CHF: Swiss Franc launched last week before New Year with serenity

At the Forex currency market Swiss Franc rate almost stands still on Monday since there is no trading momentum.

Forex forecast: MACD indicator for the pair USD/CHF is in the positive area and is going down slowly, giving a weak sell signal. Stochastic Oscillator continues to grow in the neutral zone and is giving a buy signal.

Forex recommendations: off the market.

Feasible event scenario at Forex: in case of breakdown at the level of 0.9370, the pair USD/CHF will go to 0.9380 and 0.9390. However, there is a high chance that the pait will consolidate at the current levels.

Macro-economic proves that situation in the country is stable. Catholic world is busy celebration Christmas and a New Year after that, which means that a chance of important developments in the market is very low.

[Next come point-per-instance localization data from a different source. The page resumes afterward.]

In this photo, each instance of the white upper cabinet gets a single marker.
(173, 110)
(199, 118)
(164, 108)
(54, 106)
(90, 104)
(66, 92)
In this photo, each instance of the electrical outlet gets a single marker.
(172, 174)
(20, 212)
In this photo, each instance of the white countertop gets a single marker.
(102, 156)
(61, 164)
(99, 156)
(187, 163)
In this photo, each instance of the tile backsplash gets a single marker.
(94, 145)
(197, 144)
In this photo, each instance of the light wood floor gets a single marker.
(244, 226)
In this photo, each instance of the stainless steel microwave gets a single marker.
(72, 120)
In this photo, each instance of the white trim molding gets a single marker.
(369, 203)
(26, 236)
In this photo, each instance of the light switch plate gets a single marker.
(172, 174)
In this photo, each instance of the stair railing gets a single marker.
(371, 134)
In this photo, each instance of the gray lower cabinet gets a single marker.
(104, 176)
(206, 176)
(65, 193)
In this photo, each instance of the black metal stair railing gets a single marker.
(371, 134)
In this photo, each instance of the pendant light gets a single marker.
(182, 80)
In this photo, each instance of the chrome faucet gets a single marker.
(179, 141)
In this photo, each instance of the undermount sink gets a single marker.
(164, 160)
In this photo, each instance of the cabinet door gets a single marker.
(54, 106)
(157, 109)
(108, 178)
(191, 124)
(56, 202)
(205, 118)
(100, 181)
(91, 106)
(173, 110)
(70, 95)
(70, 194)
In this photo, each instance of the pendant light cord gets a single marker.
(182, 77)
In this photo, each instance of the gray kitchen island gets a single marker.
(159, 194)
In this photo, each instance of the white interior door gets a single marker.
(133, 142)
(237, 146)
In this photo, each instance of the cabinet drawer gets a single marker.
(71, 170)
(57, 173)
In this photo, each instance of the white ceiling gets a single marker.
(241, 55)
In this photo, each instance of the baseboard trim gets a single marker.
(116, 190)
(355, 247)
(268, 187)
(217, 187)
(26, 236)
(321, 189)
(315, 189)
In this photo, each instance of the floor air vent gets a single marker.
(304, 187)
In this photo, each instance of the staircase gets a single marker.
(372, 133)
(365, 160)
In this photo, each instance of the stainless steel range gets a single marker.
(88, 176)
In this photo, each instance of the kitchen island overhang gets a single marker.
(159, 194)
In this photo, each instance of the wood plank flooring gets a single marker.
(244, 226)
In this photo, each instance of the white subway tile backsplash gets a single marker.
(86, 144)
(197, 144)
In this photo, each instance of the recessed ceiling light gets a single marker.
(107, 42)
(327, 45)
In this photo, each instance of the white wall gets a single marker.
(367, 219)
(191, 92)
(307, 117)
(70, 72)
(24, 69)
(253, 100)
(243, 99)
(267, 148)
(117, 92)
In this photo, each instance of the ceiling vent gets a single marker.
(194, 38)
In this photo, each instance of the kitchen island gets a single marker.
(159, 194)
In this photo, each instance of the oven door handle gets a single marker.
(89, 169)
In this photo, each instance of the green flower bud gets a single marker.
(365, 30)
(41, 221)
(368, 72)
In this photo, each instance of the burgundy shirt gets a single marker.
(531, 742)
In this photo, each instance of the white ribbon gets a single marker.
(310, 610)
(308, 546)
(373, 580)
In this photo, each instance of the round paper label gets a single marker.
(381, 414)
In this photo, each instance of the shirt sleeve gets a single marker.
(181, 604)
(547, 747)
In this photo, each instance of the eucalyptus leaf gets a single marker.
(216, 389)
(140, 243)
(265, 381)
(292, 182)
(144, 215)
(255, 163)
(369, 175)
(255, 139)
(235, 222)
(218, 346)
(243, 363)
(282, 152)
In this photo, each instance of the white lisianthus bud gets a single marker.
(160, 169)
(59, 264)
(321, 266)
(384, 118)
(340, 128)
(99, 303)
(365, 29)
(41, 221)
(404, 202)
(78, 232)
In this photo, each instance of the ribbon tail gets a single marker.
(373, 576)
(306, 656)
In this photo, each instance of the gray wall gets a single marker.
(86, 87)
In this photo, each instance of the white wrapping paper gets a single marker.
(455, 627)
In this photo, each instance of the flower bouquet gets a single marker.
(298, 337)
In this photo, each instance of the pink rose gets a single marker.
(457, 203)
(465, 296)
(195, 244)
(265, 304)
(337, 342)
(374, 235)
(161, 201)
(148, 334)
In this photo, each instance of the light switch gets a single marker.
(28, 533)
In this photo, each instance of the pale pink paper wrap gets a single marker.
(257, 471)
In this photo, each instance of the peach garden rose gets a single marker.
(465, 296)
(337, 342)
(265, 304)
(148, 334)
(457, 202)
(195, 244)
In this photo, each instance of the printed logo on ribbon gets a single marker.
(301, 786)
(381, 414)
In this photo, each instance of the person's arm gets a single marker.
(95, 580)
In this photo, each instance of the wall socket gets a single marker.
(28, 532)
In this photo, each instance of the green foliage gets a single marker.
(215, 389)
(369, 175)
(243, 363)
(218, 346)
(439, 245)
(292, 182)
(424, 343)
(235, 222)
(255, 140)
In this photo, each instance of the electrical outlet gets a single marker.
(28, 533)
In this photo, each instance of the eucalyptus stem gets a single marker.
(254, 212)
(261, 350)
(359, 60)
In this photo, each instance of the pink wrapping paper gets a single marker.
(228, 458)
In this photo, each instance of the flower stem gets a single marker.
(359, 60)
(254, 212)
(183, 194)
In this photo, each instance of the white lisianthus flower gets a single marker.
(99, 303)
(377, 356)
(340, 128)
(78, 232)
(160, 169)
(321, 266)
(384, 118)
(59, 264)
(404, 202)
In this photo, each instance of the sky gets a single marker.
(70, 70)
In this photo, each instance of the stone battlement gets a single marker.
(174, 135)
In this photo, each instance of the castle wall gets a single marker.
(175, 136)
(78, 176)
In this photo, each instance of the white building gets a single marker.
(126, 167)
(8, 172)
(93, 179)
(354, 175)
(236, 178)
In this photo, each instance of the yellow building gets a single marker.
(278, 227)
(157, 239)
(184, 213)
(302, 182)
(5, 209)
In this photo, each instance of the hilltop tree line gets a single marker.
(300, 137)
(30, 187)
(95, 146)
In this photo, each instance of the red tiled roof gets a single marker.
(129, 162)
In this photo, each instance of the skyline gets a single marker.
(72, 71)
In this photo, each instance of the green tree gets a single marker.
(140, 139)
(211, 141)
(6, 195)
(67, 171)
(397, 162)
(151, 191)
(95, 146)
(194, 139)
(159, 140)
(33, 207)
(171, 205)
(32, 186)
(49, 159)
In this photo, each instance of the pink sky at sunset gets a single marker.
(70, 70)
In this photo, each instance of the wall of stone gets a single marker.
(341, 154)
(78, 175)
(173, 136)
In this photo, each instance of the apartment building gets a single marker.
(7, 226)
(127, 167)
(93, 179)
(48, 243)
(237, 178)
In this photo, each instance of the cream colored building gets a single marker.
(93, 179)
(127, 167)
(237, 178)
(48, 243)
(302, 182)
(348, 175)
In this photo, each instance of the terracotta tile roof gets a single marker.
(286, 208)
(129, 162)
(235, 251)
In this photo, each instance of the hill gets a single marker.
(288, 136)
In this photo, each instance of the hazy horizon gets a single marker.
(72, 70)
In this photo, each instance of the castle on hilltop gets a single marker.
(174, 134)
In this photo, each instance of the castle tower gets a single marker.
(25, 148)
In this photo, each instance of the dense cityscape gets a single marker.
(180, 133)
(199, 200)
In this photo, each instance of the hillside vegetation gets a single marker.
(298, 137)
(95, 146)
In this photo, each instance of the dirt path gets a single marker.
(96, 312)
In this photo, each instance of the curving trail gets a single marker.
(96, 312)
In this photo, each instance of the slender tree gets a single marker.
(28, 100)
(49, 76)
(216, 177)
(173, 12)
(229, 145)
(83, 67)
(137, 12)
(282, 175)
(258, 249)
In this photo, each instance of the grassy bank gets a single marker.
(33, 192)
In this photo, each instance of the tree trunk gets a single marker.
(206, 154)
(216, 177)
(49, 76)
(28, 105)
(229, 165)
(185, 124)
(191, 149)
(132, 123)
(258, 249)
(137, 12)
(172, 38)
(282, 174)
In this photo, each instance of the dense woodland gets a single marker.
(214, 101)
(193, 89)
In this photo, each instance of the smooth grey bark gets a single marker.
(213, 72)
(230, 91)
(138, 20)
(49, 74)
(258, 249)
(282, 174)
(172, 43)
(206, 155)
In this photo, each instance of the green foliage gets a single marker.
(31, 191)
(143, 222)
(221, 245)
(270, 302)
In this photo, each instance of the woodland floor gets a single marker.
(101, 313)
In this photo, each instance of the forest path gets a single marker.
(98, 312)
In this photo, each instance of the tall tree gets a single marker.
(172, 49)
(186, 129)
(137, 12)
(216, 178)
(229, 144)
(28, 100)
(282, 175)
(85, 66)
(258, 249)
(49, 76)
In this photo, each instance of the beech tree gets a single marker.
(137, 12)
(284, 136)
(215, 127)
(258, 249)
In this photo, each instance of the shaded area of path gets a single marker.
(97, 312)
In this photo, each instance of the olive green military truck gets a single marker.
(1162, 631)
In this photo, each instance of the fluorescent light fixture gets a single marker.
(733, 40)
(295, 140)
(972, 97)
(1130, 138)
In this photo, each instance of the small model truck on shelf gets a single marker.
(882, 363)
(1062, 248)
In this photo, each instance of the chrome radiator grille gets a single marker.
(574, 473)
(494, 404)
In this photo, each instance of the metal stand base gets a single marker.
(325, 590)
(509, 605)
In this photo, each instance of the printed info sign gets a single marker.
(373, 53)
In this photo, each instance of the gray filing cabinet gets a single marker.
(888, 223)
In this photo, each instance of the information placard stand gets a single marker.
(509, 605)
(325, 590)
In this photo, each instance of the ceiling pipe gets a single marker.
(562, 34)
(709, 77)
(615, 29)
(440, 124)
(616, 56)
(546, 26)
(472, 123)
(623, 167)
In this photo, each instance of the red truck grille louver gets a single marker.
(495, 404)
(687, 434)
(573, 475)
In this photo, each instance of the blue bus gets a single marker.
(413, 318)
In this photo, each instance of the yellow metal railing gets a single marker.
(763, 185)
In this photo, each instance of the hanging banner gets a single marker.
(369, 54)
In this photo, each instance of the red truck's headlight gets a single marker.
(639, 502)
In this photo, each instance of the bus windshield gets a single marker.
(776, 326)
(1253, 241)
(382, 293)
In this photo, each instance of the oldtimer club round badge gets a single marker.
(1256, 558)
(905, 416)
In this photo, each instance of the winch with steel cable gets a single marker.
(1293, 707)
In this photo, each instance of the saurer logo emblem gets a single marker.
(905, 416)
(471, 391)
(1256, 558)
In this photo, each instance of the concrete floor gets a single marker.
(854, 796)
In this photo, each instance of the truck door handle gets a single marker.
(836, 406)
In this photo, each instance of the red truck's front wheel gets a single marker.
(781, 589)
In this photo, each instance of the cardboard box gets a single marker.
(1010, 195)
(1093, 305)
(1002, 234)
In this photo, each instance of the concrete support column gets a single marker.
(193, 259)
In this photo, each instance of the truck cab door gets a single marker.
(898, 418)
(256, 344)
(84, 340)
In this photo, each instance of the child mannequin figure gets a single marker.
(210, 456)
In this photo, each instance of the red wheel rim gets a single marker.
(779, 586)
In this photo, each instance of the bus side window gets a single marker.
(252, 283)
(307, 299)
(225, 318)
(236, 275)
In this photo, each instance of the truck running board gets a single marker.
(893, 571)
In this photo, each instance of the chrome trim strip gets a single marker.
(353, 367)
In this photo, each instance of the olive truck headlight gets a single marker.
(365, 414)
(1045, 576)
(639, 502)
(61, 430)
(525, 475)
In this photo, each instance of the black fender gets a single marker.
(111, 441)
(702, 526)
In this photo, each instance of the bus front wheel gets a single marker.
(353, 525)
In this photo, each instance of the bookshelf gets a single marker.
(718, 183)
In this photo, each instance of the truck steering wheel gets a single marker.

Swiss National Bank noted earlier that the regulator is prepared to take additional measures if situation at Forex deteriorates. According to SNB, strong Franc creates extra problems for the economy and the issue of negative interest rates and control over the capital movement is being thoroughly scrutinized in the Bank.

GDP in Switzerland will amount to 1.5%-2.0% this year; main growth will be attributed to the results of the first part of the year. SNB noted in the comments that if stringent monetary measures had not been taken the economy would have slipped to a recession. SNB expects that inflation will be at the level of 0.4% in 2011 and at the level of 0.3% next year.

Three-month Libor rate was left in the range of 0-0.25%, closer to zero; the Bank did not change pegging level of Franc to Euro, maintaining the actual level of 1.20.  In the follow up comments the head of SNB Mr. Hildebrand stressed that the regulator will continue to maintain the target rate of CHF, with the help of purchases of foreign currency in unlimited quantities and additional package of measures if situation requires. SNB is ready to maintain high level of liquidity, as inflation growth is not expected. In general, economy of the country depends a lot on the European crisis. Apparently, SNB has adopted attitude of an onlooker, keeping in place existing management tools, being pretty confident that they can start intervention any time.

It became known earlier that trade balance in Switzerland rose by 3.0 billion francs in November against the forecast of +2.00 billion francs and previous value of +2.15 billion francs. Index is favourable, however it is based on the efforts of the local regulator to curb the rate of the Franc.